Second, the city badly needs someone of national stature to fight for higher standards, and promote renewed respect for city plans. How many times have we had to listen to mealy-mouthed drivel from elected officials and appointed planning commissioners that plans so carefully wrought by staff and citizens are "only a guide," and each case should be decided "on its merits"? (Translation: "Who cares about the endless hours of meetings, work sessions and citizen input? If the developer doesn't like the plan, throw it away.") This slipshod governance is a moral and ethical denial of grassroots democracy, but it's engrained as business as usual in Charlotte. About the last thing our city needs is a new Planning Director with whom elected officials "feel comfortable."
A third problem is the zoning code: it's a mishmash of concepts -- some good, some bad -- cobbled together in a nightmare format of dull legalese with not a picture in sight. Former Planning Director Martin Cramton used to say that rewriting this tome was too difficult a task for the city to undertake. Perhaps he meant that developers would kick up such a stink that City Council would never have the courage to enact much-needed reforms. Yet other cities do it. Are we so browbeaten and timid that we give in before we've even started? Can a planner from this same school of self-censorship break away from this deadening status quo?
A fourth issue concerns the type of planning that's become established over the last several decades in America. Planners of Campbell's generation have been trained to value process over product; that is, to place more emphasis on the way plans are produced -- public meetings, proper notifications, involvement of citizens and neighborhoods -- than on the quality of the finished product.
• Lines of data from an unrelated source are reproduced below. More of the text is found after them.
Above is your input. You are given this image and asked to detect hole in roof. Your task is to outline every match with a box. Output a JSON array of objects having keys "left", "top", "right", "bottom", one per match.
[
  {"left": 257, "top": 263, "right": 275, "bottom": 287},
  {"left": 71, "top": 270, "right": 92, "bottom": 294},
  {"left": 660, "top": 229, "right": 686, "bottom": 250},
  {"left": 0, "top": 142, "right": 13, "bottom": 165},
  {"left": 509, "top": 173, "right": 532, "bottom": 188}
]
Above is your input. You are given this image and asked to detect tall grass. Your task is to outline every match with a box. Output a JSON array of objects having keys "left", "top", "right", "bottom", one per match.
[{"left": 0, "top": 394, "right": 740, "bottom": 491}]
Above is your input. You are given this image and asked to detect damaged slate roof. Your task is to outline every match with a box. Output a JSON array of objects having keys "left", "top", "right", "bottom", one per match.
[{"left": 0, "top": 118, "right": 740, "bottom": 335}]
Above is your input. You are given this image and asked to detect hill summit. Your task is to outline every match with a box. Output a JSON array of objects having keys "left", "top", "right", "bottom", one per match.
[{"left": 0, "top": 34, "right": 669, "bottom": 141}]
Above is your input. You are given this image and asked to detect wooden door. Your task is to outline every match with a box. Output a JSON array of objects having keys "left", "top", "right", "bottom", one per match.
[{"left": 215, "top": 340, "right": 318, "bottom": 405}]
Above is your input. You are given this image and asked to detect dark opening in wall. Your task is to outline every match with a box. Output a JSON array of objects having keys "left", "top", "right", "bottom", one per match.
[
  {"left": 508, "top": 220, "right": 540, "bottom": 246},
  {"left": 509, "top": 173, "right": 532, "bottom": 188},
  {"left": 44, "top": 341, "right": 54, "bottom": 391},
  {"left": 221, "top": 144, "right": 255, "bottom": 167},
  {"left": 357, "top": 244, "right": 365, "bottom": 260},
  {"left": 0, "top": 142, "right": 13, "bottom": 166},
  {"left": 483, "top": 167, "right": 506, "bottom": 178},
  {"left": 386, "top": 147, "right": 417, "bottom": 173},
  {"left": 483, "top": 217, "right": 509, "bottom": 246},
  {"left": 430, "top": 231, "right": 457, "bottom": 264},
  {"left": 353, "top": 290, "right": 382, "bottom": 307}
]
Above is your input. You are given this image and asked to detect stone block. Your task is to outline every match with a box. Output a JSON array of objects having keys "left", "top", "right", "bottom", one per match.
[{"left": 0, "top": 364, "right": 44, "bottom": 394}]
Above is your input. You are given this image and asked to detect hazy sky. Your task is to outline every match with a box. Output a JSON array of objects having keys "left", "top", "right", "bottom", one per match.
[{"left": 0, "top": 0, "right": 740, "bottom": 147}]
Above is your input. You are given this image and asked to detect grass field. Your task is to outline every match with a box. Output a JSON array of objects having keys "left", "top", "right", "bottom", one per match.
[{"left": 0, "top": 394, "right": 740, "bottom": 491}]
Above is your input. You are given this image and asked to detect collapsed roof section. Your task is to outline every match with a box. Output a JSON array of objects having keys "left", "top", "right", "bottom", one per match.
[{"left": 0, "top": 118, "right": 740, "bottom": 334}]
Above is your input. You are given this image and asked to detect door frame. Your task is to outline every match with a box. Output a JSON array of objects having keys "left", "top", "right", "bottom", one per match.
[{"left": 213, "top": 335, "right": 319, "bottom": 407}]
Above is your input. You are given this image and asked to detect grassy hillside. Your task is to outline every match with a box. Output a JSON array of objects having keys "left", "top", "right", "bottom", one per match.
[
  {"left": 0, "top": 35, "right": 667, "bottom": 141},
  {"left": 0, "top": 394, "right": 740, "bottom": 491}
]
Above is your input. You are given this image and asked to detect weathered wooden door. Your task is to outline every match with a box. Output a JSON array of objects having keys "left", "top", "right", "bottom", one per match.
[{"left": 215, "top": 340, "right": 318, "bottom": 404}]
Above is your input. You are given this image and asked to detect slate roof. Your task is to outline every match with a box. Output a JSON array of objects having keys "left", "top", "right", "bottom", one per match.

This has resulted in a lack of interest and expertise by planners in the physical design of our environment, and abstract diagrams of colored blobs have replaced specific design concepts. This diminishes the importance of plans in the minds of elected officials, which in turn reduces the morale of planners and citizens, and establishes a vicious cycle of ever-declining expectations. Only in recent years has a new breed of architect-planners elevated civic design once more to its proper place in planning and established a new paradigm. But whether any of these individuals made the short list, or were even contacted, is another well-kept secret.
Yes, it's still business as usual in Charlotte.